Does Rory McIlroy Actually Play Better on Easier Courses?
After the 2nd round of the US Open, journalist Dan Rappaport asked Rory Mcilroy, “It’s kind of a funny statistic, but I don’t think you’ve yet won a tournament where the winning score was single digits under par. Do you feel like this [LACC] setup plays into your hands where you have to go out and get it?”
Rory Mcilroy was quick to shut his question down: “If I had shot single digits at Congressional I would’ve won. If I would have shot single digits at Kiawah, I would’ve won. So I think it’s a flawed statistic.”
Now frankly, it’s actually shocking that in his near 15 career, Mcilroy has never won a tournament in single digits. It’s like hearing that up until the 2019 Masters victory, all 14 of Tiger Woods’s major victories came from a solo 1st or T-1 position after 54 holes.
McIlroy’s correction is valid, but also a bit misleading as well. Out of all his 30 wins (both PGA Tour, Majors, and DP World), 4 of the runner-ups finished in single digits—meaning if he himself had also shot single-digits, he would have won. Two of these victories were the aforementioned dominant major titles at Congressional and Kiawah, but the other two cases were when runner-ups finished at -9 at the Wells Fargo a couple of years ago and the 2016 Irish Open. If you compare Mcilroy to another world-beater like Koepka, the picture is gleaming. 3 out of Koepka’s 5 major titles finished in single digits, one of them being the notorious +1 winning score at Shinnecock. So, it seems there is credence to Rappaport’s stat…right? Is McIlroy a better player when the field plays better?
To see if Mcilroy actually performed better the easier the course was, I collected data from every tournament (European/DP World Tour, Majors, and PGA Tour) that McIlroy competed in from the beginning of 2017 to last week’s US Open. By data wrangling in R-studio, I measured the average scoring average to par by round. This would serve as my measure of "the field". Then I plotted that against Rory’s strokes-gained total data for each individual round. Strokes Gained is a measure of strokes above the field. It takes the difference between a player's score and the scoring average of the players in a given round. A SG of 5 would mean a player gained 5 strokes compared to the rest of the field. *Note that Mcilroy's missed cut rounds are omitted from the dataset. Refer to the last paragraph.
The fascinating grouped whizzing pattern is likely because 4 rounds of the same tournaments have similar characteristics of field performance and Mcilroy’s performance.
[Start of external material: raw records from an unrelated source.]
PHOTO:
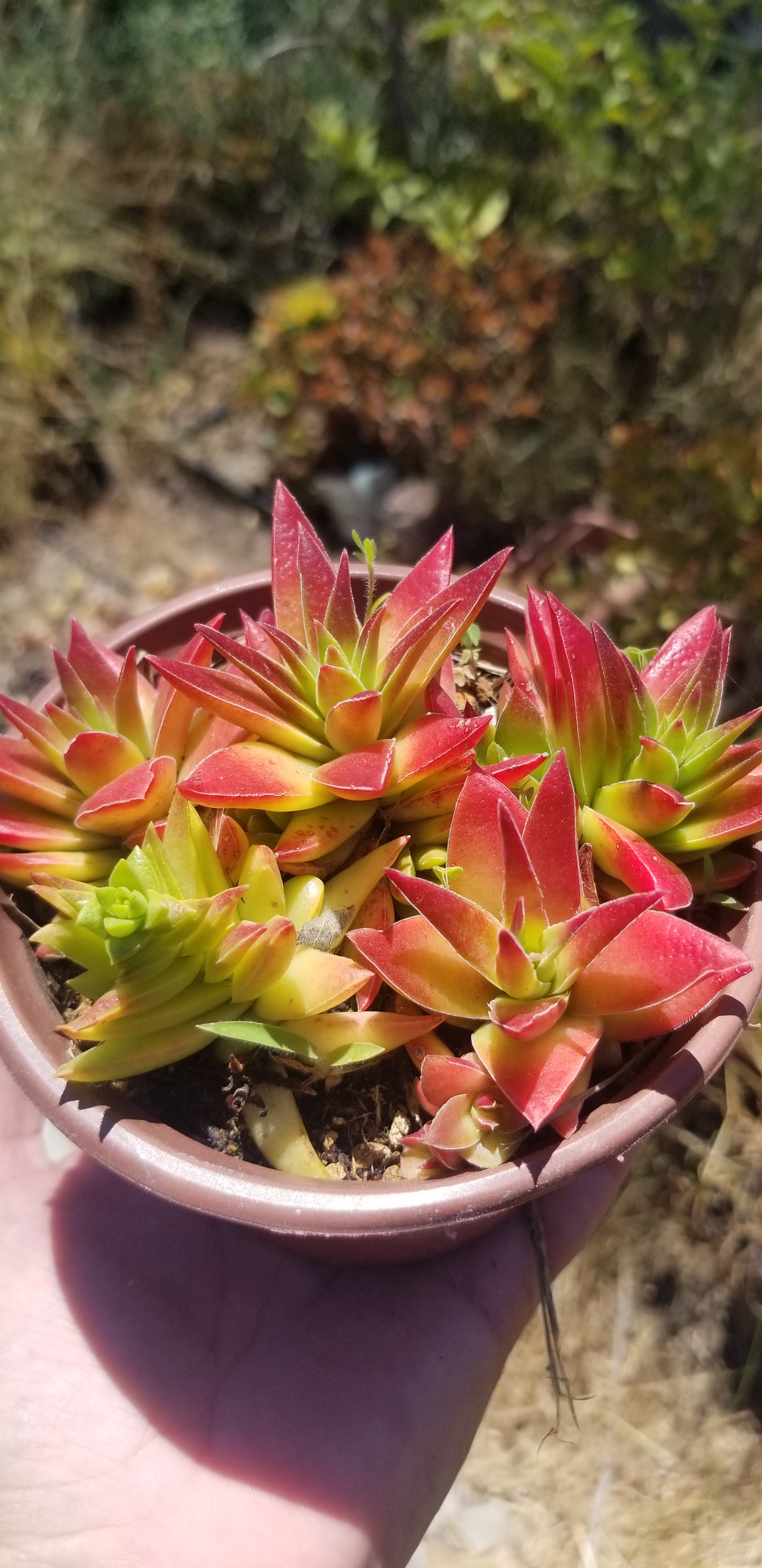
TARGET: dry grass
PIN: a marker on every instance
(665, 1470)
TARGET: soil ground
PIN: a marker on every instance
(659, 1314)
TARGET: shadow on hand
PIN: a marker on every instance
(355, 1391)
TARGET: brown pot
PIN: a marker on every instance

While it’s an eye-catcher, it’s hard to perform a linear regression analysis to determine if there is a significant association, due to the fact that the observations are not independent—if I know that two randomly selected rounds are from the same event, it’s possible to make strong assumptions about the two. There is a clear relationship at play.
We have to adjust the dataset to allow for linear regression analysis. So, I grouped all the rounds by event and year, in order to find a specific event’s individual mean field scoring average to par and Mcilroy’s Mean SG for that given round.
A linear regression analysis produced the linear regression model:
In this case, the slope suggests that for an event, if the average field score increased by 1 stroke, we would expect McIlroy’s to average 0.104 more strokes to the field. This runs counter to Rappaport’s stat—Rappaport’s statistic would suggest that as the field scored easier (scoring average to par decreases), then we would expect McIlroy’s SG total to increase. The intercept of 1.8299 suggests that when the field scoring average is 0, we would expect Mcilroy to gain an average of 1.83 strokes on the field for that week.
But what do the tests have to say about our model? Is the relationship at play significant?
To determine if this relationship is statistically significant, our data must first satisfy these conditions:
Independence
Note that we already modified our dataset to weaken the dependence. But obviously, there still is some weak dependence; knowing that the event is the Masters can likely tell us about other of McIlroy’s Masters. However, since a lot of tournaments switch courses from year to year and conditions are generally different, with sufficient random sampling, we can attribute that dependence as relatively weak. We have satisfied the independence condition.
Linearity
Does the data show a linear trend? On the residual plot, the points scatter evenly above and below the horizontal line and there does not seem to be any curvature. A linear model seems appropriate for this data.
Constant Variance
Barring one or two outliers, the model residuals mostly exist in a band between 4 SG and -4 SG across values of predicted SG.
Normality
Residuals on the qqplot appear approximately normally distributed. There is a slight departure from the normality in the tails.
Now that the conditions are satisfied, we will run a summary on the coefficients as well as determine a 95% confidence interval on the coefficients of this model.
The p-value of the scoring_average coefficient suggests that if we were to assume that there is truly no association between the field’s performance and Mcilroy’s performance, the probability of observing the relationship of an average 0.104 strokes gained per 1 stroke increase of the field or more extreme in a sample of similar size is 2.14%. There’s significant evidence that Rory does play better as the course gets harder—not easier. In fact, using our 95% confidence interval, we can confidently state that there Rory gains a true average of between 0.015 to 0.193 strokes per event for every 1-stroke increase in the field’s scoring average. I think it’s important to note that while the finding is significant, it’s neither necessarily substantial nor extremely helpful. While 0.015 strokes is almost negligable, 0.193 strokes is a substantial increase. So we know that McIlroy plays better as the field plays worse, but we don’t know if he plays a little better or a lot better.
An analysis of Koepka shows a clearer picture. For the tournaments he played, a linear regressional model yielded a coefficient of 0.428 and a confidence interval of 0.323 and 0.5327 SG. We can state with confidence that for every 1 stroke increase in the average field score to par, we would expect Koepka to gain an average of between 0.323 strokes to 0.533 strokes on the field.
*Note that this dataset did not include European Tour/DP World Tour data.
Given this, it may not be surprising that Rory hasn’t won a tournament in single digits. But do not let mere circumstantial evidence (such as Rory not having won a tournament in single digits) lead you to believe a narrative that Rory plays worse on easier courses. In fact, the circumstantial can at times be misleading.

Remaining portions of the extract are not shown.